Pero que aumentó de forma notable durante las recesiones habidas en las últimas décadas. Y se viene agravando desde la hecatombe que nos sumió a principios de siglo. Desempleo o empleos precarios, salarios exiguos, inflación, dificultades para ahorrar y para acceder a créditos que permitan adquirir un terreno o una vivienda junto a una marcada tendencia de asentarse, en busca de trabajo o de un horizonte, en los centros urbanos componen, entre otras, las causas más importantes. Por cierto, Argentina, con el 95% de su población concentrado en ciudades, se encuentra entre las naciones más urbanizadas del mundo, por encima del promedio de Europa, Asia y los Estados Unidos.

Las herramientas para afrontar el problema deben tomar en cuenta las necesidades de los distintos sectores sociales y, en especial, los de menores ingresos.

También las diferencias geográficas. Desplegando tres acciones simultáneas y complementarias entre sí. De índole cuantitativa, referida a la construcción y el acceso a nuevas unidades habitacionales. Cualitativa, para mejorar y ampliar las existentes. Y de infraestructura urbana, en cuanto a proveer suelos y servicios básicos, regular los territorios y optimizar el hábitat.

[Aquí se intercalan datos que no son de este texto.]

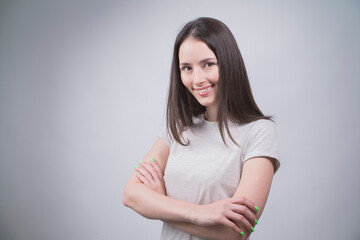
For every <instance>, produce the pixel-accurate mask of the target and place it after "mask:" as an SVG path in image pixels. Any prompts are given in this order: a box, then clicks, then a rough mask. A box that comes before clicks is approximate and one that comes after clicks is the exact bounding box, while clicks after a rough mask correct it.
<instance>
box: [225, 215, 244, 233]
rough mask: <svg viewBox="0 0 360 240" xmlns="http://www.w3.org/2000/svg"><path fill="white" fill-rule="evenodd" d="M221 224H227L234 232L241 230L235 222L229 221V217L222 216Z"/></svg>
mask: <svg viewBox="0 0 360 240" xmlns="http://www.w3.org/2000/svg"><path fill="white" fill-rule="evenodd" d="M221 223H222V224H224V225H225V226H228V227H229V228H231V229H232V230H234V231H235V232H236V233H239V234H240V232H241V229H240V228H239V227H238V226H237V225H236V224H235V223H233V222H232V221H230V220H229V219H227V218H224V219H223V220H222V221H221Z"/></svg>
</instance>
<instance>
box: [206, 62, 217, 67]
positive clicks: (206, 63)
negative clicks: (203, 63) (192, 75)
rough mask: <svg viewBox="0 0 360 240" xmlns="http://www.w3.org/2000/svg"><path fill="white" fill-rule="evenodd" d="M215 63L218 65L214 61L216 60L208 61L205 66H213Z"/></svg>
mask: <svg viewBox="0 0 360 240" xmlns="http://www.w3.org/2000/svg"><path fill="white" fill-rule="evenodd" d="M214 65H216V63H214V62H207V63H206V64H205V66H204V67H211V66H214Z"/></svg>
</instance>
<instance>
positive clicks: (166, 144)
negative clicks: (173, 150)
mask: <svg viewBox="0 0 360 240" xmlns="http://www.w3.org/2000/svg"><path fill="white" fill-rule="evenodd" d="M158 137H159V138H161V140H163V141H164V142H165V143H166V145H167V146H168V147H169V148H170V147H171V144H172V140H171V139H170V137H169V134H168V133H167V130H166V127H164V128H163V129H162V130H161V131H160V132H159V134H158Z"/></svg>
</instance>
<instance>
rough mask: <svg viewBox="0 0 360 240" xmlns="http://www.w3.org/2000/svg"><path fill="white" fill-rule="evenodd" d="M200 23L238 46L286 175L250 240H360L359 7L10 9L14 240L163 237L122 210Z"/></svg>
mask: <svg viewBox="0 0 360 240" xmlns="http://www.w3.org/2000/svg"><path fill="white" fill-rule="evenodd" d="M200 16H209V17H214V18H218V19H219V20H221V21H223V22H224V23H225V24H226V25H227V26H228V27H229V28H230V29H231V31H232V32H233V34H234V36H235V38H236V39H237V41H238V44H239V47H240V50H241V52H242V54H243V57H244V60H245V64H246V67H247V70H248V74H249V78H250V82H251V86H252V89H253V93H254V95H255V99H256V101H257V103H258V105H259V107H260V108H261V110H262V111H263V112H264V113H265V114H270V115H273V116H274V117H275V120H276V122H277V127H278V137H279V144H280V156H281V159H280V160H281V167H280V169H279V171H278V173H276V175H275V178H274V182H273V186H272V190H271V193H270V196H269V200H268V203H267V206H266V209H265V211H264V213H263V216H262V218H261V219H260V221H259V224H258V226H257V227H256V231H255V233H254V234H253V235H252V236H253V237H252V239H255V240H256V239H267V240H278V239H291V240H297V239H299V240H300V239H330V240H332V239H334V240H335V239H348V240H356V239H360V230H359V227H358V226H359V222H360V217H359V216H360V207H359V202H360V176H359V170H360V128H359V125H358V124H359V122H360V94H359V90H360V78H359V77H360V70H359V69H360V67H359V66H360V44H359V43H360V2H359V1H296V2H295V1H230V0H228V1H211V0H207V1H187V0H184V1H140V0H137V1H110V0H105V1H100V0H96V1H95V0H93V1H85V0H75V1H55V0H54V1H39V0H31V1H6V0H5V1H1V3H0V239H1V240H3V239H4V240H63V239H67V240H78V239H87V240H95V239H98V240H107V239H108V240H115V239H116V240H117V239H159V234H160V230H161V222H160V221H154V220H148V219H145V218H143V217H141V216H140V215H138V214H137V213H135V212H134V211H132V210H130V209H128V208H126V207H124V206H123V205H122V193H123V190H124V186H125V184H126V182H127V180H128V178H129V177H130V175H131V173H132V171H133V168H134V166H135V164H136V163H137V162H138V161H139V160H141V159H142V157H143V156H144V155H145V154H146V153H147V151H148V150H149V149H150V147H151V146H152V144H153V143H154V142H155V140H156V135H157V133H158V132H159V130H160V129H161V126H162V124H163V121H164V111H165V105H166V95H167V88H168V81H169V72H170V62H171V56H172V47H173V43H174V40H175V37H176V35H177V33H178V31H179V30H180V28H181V26H183V24H185V23H186V22H188V21H190V20H193V19H195V18H197V17H200Z"/></svg>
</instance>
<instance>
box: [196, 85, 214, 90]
mask: <svg viewBox="0 0 360 240" xmlns="http://www.w3.org/2000/svg"><path fill="white" fill-rule="evenodd" d="M214 85H215V84H211V85H209V86H207V87H202V88H193V89H194V90H195V91H200V90H203V89H207V88H209V87H213V86H214Z"/></svg>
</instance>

Algunas de estas actividades requieren la participación de actores privados. Por ejemplo, para atender la demanda de personas con capacidad económica. Pero la presencia del sector público en el diseño y ejecución de estrategias que reviertan semejante situación es insoslayable.

En el orden nacional, provincial y municipal. Como lo dispone la legislación vigente. Y se lleva a cabo en Alemania, Canadá, Inglaterra y Holanda, entre otras naciones. De hecho, los programas cuantitativos han sido impulsados en los últimos años por el estado nacional y las empresas privadas. Mientras que las obras vinculadas a la infraestructura urbana y a las mejoras cuantitativas fueron, ante todo, competencia de las esferas provincial y municipal.

Sin embargo, los fondos públicos y crediticios han sido insuficientes. Y el presupuesto nacional para el sector, que viene disminuyendo desde el 2013, tuvo su mínimo histórico en el bienio 2018-2019. Período en el que varias provincias no solo recibieron montos muy inferiores para mitigar el déficit sino que los aplicaron, en parte, a cubrir gastos corrientes.

Por otro lado, no hubo continuidad en los planes y la gestión, que combina organismos estables, como el Consejo Nacional de la Vivienda, con otros de naturaleza ocasional, resultó limitada en extremo. Y se verificaron incumplimientos en los estándares de las viviendas sociales junto a su localización en terrenos periféricos y de mala calidad.

Cabe recordar que en los últimos tiempos hubo cambios en las principales instituciones sin que se hayan constatado grandes progresos. El Banco Hipotecario fue privatizado en los años noventa y parcialmente estatizado en este siglo. Y el Fondo Nacional de la Vivienda (FONAVI), creado en 1972, transfirió por entonces la administración del dinero y de los proyectos a los organismos provinciales.

En tanto que el origen de sus fondos se fue achicando, básicamente, al 15% de lo producido por el impuesto a los combustibles. Aun así, es dable destacar los resultados obtenidos por el Plan Federal de Viviendas en el período 2003-2010. También, la labor de las cooperativas de trabajo para la construcción y los créditos otorgados a través de la línea denominada Procrear instituida en 2012.

Garantizar el acceso masivo a la vivienda insumirá, lamentablemente, un buen tiempo. Sería deseable, entonces, que las autoridades redoblen esfuerzos para ampliar y ejecutar programas de inversión plurianuales. Además de iniciativas, como subsidios a las tasas de interés, que permitan a los asalariados formales e informales afrontar las cuotas de los créditos. Amén de otras que reduzcan los costos constructivos. En estos días se han difundido planes públicos y privados al respecto. Convendría, tal vez, discutirlos en conjunto para potenciar sus efectos a mediano y largo plazo. De este modo, la fantasía de un techo propio que conmueve a miles de ciudadanos podría transformarse más temprano que tarde en un hecho verídico.